Le rapport aboutit à 7 recommandations :
- Faire de la préservation du capital naturel un axe central de la politique agricole ; cibler plus directement la performance environnementale en remplaçant les aides indifférenciées et l’éco-conditionnalité par une rémunération des aménités, qui pourrait être différenciée géographiquement.Les auteurs proposent de cibler les aides sur les résultats, ce qui renvoie aux difficultés d’évaluation de ces résultats et de leur mesure.
- Développer les recherches sur les nouvelles techniques de sélection en s’attachant à les mettre au service d’une agriculture en phase avec des régulations biologiques, et promouvoir l’innovation ouverte (portails, open data).
- Faire du réseau de lycées agricoles un pionnier de l’enseignement numérique. Permettre une formation continue plus poussée des agriculteurs via des congés individuels de formation et en s’appuyant sur l’enseignement supérieur agricole pour former des managers d’exploitations agricoles de haut niveau.
- Aider les acteurs à promouvoir ensemble un petit nombre de labels valorisant des atouts des produits français comme le contrôle sanitaire, la traçabilité intégrale, l’absence d’antibiotiques, de promoteurs de croissance et le respect de l’environnement ou du bien-être animal.

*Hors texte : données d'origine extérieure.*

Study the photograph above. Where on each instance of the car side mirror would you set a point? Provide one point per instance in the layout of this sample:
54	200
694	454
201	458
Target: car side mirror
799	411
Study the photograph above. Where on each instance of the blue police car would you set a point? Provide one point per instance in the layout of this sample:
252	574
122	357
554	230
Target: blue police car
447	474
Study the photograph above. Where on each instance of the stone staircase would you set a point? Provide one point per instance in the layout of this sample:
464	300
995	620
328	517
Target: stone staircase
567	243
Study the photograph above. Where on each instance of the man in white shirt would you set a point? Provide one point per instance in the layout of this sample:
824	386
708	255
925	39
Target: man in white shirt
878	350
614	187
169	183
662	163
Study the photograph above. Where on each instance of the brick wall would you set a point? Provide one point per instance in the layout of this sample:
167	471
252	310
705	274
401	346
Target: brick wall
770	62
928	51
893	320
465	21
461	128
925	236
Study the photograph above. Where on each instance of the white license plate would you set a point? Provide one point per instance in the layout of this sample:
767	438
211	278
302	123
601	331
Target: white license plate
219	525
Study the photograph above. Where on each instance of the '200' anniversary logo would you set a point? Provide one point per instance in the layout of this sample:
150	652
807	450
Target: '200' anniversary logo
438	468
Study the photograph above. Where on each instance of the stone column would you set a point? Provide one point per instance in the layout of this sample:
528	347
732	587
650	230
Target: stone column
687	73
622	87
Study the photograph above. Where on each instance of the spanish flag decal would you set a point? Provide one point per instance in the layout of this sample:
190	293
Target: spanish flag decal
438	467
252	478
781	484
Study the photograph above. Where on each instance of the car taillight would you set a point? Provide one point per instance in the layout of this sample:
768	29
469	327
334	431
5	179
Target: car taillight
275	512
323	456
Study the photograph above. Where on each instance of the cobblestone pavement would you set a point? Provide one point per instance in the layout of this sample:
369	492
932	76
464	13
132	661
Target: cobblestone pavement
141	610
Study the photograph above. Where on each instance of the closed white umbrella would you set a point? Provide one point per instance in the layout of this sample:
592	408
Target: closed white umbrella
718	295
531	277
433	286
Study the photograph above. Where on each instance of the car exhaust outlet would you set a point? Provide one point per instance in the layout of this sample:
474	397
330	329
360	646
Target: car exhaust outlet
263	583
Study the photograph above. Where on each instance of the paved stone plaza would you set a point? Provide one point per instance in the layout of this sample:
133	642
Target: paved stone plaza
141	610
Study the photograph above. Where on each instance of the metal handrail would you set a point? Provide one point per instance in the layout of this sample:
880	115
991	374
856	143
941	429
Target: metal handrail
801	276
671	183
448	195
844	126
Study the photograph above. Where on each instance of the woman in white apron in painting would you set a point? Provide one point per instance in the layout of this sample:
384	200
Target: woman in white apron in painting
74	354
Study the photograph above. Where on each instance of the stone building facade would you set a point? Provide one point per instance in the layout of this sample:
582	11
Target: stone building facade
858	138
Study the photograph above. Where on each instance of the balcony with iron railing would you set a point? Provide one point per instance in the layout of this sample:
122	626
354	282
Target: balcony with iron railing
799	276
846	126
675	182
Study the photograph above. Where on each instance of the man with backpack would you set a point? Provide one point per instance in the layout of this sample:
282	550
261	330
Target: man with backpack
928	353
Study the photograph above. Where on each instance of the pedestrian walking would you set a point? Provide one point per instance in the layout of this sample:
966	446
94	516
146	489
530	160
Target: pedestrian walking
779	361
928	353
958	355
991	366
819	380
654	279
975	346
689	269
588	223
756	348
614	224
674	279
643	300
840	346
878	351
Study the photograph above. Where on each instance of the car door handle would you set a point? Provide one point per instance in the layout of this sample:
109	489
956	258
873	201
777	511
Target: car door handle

- Privilégier des critères directement liés aux externalités dans le ciblage des aides et agir pour une réorientation dans ce sens au niveau européen. Ne pas pénaliser a priori l’agrandissement des structures s’il ne génère pas d’externalités négatives (gestion des effluents, gestion de la biodiversité). Favoriser la mise en commun de moyens de production.
- Privilégier le lissage fiscal, voire le report d’emprunts et de charges sociales sur plusieurs années comme outil de stabilisation au niveau national. Au niveau communautaire, réduire les incitations à se spécialiser sur un très petit nombre de cultures.
- A l’horizon 2020, agir au niveau communautaire pour réduire progressivement les aides sur les surfaces (« paiements de base » et « paiement verts ») au profit de budgets ciblant les biens publics ou des objectifs sociaux. Évoluer vers des paiements aux résultats, contractuels et non transférables et plafonner les paiements individuels qui ne rémunèrent pas la production d’un bien public.